The One Minute Apologist with William Lane Craig

Time : 00:01:33

Can you invalidate someone's belief by showing how someone came to hold it?

Grab a copy of Dr. Craig's new book "On Guard" to learn more about this and other arguments on how to defend your faith with reason and precision.

Transcript

Bobby Conway: Some sceptics would say, “Hey, you know what? This whole Christian thing, it’s just a fluke. Suppose somebody was born in Saudi Arabia—they would be a Muslim by nature of where they were born.”

Dr. Craig: Yes, that’s very true. But to think that somehow invalidates a person’s Christian belief is a textbook example of a logical fallacy called the genetic fallacy. The genetic fallacy is trying to invalidate a position by showing how a person came to hold it, and that’s obviously an invalid way of reasoning. A person might come to hold a belief for any number of reasons, some of them inadequate, but that doesn’t show that the belief itself is false.

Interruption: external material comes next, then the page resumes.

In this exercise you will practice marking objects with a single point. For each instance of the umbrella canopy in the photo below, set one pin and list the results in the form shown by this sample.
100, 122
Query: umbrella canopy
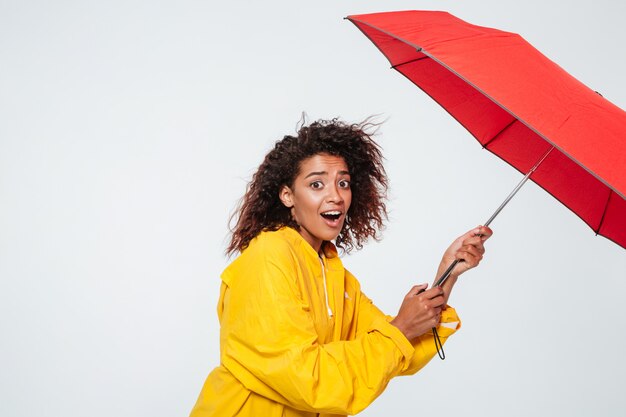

So, for example, if you had been born in ancient Greece, you probably would’ve believed that the earth is flat, and perhaps that the sun goes around the earth. But does that mean that your belief that the earth is round and that it goes around the sun is, therefore, unjustified or false? Well, obviously not. You cannot invalidate a belief simply by showing how a person came to hold it. That is to commit the genetic fallacy.